Notre activité est en permanente évolution. La ville de Paris est notamment en pleine transition écologique et nous avons donc à cœur d’y participer en intégrant cette dimension aux tournages. Cela peut passer par la réduction du nombre de véhicules utilisés par les productions ou l’utilisation de véhicules électriques. Un autre challenge pour nos tournages est celui de la mise en place de nombreuses zones piétonnes ou pistes cyclables dans Paris.
Nous voulons également faire évoluer le dispositif scolaire avec le développement de l’accès à l’image et la poursuite de notre mission d’apprentissage auprès de la jeunesse parisienne, et continuer à subventionner les courts-métrages et les nouveaux médias via les fonds mis en place par la mairie.
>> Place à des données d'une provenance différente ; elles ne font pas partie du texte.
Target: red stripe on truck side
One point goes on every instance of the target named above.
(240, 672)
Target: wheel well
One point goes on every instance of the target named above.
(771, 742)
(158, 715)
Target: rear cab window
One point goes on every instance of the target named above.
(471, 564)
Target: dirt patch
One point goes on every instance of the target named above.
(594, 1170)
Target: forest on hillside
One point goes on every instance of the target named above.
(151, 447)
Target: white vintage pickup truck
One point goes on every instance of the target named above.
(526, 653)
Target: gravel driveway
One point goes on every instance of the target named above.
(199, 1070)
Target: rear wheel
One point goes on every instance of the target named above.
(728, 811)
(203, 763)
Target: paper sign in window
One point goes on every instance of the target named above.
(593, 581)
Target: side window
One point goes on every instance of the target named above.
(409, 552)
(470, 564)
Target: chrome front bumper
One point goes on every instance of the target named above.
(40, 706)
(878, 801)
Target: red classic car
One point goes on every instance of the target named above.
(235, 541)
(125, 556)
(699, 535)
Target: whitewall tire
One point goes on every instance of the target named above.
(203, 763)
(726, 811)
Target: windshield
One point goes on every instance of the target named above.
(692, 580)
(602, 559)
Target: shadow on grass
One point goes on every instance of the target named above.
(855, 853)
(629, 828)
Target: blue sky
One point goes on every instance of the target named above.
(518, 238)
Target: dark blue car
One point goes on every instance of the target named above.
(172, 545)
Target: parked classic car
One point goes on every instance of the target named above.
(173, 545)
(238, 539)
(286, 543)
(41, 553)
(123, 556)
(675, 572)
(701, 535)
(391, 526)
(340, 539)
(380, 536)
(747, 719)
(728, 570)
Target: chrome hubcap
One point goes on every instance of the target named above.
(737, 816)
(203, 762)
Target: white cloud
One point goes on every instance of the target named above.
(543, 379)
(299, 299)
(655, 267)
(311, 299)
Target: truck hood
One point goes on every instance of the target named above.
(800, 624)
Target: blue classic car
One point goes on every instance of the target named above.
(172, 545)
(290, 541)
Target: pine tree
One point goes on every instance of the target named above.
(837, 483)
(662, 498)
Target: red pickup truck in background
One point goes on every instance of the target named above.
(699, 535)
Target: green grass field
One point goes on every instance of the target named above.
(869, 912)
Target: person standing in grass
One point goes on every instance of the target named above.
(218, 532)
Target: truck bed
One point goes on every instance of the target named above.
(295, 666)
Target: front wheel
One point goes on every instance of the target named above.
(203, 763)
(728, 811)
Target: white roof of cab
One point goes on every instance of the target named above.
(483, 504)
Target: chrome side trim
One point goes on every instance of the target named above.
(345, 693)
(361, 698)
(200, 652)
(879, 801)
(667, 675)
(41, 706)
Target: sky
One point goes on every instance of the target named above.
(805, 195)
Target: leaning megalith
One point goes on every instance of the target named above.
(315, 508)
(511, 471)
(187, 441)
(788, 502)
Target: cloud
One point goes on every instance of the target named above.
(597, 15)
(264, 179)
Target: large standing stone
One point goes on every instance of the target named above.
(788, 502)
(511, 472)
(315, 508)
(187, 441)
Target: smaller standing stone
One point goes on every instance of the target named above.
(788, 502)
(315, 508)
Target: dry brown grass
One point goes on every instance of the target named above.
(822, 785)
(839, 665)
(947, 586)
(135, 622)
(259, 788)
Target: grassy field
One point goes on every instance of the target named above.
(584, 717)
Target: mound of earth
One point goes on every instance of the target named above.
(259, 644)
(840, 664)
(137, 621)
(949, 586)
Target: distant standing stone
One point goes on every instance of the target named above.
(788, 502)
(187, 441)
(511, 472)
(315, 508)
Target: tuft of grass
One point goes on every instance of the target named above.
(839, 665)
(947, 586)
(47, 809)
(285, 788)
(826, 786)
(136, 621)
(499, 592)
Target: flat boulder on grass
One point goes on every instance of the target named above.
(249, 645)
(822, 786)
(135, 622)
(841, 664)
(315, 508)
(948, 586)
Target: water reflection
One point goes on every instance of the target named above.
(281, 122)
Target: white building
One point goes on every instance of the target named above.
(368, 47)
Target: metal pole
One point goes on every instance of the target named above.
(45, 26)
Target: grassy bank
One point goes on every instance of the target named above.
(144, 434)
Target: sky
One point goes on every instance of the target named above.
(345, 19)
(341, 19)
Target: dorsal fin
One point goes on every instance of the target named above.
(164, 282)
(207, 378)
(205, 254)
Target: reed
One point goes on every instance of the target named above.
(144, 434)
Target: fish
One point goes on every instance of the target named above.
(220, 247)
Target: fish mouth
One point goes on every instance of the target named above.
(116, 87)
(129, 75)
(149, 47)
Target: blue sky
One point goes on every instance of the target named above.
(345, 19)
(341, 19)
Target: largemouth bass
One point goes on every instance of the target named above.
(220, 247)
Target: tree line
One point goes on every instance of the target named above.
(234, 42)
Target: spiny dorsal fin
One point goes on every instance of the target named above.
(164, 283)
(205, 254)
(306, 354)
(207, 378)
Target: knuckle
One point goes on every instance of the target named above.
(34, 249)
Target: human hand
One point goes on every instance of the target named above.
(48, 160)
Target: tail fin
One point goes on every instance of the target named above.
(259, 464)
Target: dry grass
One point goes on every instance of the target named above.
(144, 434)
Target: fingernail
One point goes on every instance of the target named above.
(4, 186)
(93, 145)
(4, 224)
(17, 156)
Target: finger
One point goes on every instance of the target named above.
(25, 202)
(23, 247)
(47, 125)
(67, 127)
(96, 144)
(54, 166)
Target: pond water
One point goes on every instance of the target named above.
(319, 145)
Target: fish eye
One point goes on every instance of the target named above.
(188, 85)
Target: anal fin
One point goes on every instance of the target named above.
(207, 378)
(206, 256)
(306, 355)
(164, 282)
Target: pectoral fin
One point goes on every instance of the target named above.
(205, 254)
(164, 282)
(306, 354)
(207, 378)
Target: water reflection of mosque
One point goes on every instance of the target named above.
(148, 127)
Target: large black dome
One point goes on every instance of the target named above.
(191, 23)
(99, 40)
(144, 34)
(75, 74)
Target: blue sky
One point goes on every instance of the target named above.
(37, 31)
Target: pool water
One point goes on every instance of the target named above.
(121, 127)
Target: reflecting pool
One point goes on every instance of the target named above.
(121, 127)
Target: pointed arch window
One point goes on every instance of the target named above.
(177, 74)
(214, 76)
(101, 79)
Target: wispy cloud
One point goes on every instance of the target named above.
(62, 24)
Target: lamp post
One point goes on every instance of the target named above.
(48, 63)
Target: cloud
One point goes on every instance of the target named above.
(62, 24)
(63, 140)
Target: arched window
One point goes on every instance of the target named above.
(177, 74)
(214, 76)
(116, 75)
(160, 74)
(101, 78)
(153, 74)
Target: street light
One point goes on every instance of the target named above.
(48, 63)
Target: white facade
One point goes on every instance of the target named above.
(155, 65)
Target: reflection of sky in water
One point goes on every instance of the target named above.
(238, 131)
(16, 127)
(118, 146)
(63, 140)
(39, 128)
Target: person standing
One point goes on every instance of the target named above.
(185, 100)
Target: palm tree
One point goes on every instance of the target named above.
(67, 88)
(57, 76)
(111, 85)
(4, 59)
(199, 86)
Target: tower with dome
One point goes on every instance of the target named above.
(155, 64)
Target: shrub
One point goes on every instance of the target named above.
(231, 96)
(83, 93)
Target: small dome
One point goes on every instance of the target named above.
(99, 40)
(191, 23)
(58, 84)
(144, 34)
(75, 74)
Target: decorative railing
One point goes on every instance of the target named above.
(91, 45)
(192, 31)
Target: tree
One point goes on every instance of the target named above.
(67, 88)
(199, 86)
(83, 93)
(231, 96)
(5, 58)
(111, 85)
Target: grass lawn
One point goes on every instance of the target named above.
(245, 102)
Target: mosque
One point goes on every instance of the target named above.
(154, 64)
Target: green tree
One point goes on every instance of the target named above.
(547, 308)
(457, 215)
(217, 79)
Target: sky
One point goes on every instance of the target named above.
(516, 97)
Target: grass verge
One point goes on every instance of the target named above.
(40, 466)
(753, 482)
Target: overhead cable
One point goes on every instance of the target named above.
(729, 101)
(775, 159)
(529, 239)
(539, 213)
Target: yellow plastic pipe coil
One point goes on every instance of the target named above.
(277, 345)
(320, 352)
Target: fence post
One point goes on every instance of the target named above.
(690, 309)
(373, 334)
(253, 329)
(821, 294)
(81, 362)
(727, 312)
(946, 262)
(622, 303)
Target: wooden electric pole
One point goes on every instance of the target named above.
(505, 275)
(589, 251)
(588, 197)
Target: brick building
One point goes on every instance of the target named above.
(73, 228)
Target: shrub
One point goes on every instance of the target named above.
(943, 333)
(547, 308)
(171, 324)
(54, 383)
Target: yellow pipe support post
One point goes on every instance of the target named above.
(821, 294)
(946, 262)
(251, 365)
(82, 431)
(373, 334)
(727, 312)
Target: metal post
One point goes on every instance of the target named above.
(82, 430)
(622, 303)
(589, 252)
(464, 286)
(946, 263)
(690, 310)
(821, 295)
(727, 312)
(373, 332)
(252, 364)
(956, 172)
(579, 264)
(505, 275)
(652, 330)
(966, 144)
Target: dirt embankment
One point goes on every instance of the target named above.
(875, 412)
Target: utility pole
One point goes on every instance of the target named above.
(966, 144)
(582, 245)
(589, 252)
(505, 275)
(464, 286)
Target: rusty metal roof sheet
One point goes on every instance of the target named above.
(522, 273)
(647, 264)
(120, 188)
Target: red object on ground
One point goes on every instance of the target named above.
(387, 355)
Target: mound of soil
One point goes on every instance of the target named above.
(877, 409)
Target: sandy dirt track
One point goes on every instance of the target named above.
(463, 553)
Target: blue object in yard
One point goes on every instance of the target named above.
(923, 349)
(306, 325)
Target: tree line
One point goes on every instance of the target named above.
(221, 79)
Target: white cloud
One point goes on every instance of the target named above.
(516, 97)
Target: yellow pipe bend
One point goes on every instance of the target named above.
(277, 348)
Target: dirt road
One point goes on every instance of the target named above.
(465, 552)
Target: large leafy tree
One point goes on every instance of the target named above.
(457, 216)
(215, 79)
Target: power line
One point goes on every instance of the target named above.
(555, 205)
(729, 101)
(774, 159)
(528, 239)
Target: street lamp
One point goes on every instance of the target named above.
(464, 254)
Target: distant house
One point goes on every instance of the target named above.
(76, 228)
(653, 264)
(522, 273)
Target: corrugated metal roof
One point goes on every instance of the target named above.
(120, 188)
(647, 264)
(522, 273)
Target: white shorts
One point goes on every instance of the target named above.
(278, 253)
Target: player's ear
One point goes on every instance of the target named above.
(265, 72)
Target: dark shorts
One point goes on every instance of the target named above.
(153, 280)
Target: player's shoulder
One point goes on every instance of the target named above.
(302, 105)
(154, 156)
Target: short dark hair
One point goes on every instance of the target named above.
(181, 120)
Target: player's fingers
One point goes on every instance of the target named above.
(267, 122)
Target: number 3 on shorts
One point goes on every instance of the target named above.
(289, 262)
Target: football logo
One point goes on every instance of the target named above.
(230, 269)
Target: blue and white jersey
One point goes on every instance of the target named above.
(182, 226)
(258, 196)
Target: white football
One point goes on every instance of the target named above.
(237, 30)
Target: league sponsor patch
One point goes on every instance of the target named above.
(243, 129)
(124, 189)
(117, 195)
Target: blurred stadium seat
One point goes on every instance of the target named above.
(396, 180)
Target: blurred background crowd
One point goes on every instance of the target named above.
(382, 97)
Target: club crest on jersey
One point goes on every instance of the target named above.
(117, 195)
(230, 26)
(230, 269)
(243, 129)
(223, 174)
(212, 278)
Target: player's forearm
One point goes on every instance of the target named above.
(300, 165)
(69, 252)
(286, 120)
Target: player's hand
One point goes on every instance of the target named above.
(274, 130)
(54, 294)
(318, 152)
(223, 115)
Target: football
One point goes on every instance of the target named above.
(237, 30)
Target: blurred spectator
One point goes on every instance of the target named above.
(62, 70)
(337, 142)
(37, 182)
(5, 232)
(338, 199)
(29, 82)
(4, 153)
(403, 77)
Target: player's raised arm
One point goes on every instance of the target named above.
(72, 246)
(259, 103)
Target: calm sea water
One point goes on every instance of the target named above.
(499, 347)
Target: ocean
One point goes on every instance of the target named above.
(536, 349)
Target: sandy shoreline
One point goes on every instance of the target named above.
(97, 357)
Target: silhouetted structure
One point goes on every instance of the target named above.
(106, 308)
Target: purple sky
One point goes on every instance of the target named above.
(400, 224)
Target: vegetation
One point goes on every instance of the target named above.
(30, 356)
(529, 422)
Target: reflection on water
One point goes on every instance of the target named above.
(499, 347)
Un autre enjeu important pour nous est de continuer à aider les cinémas indépendants à se développer et à trouver leur place dans la ville. De beaux projets de constructions de très belles salles à Paris sont en cours et nécessitent notre soutien dans la conduite des travaux.
Comment évaluer vous les conséquences de la pandémie sur votre mission et sur vos objectifs ?
Les conséquences sont dévastatrices ! Nous avons dû mettre en pause les tournages pendant 3 mois. La reprise a eu lieu dès le 11 mai, car nous souhaitions reprendre le plus rapidement possible. Paris a été l’une des premières villes dans le monde à reprendre les tournages. Notre challenge dans les mois à venir va être de gérer les décalages de tournages liés à la pandémie et d’éviter au maximum les embouteillages entre les tournages qui ont été reportés de 3 mois. Nous allons tenter d’accueillir un maximum de tournages tout en laissant aussi des moments de repos au Parisien.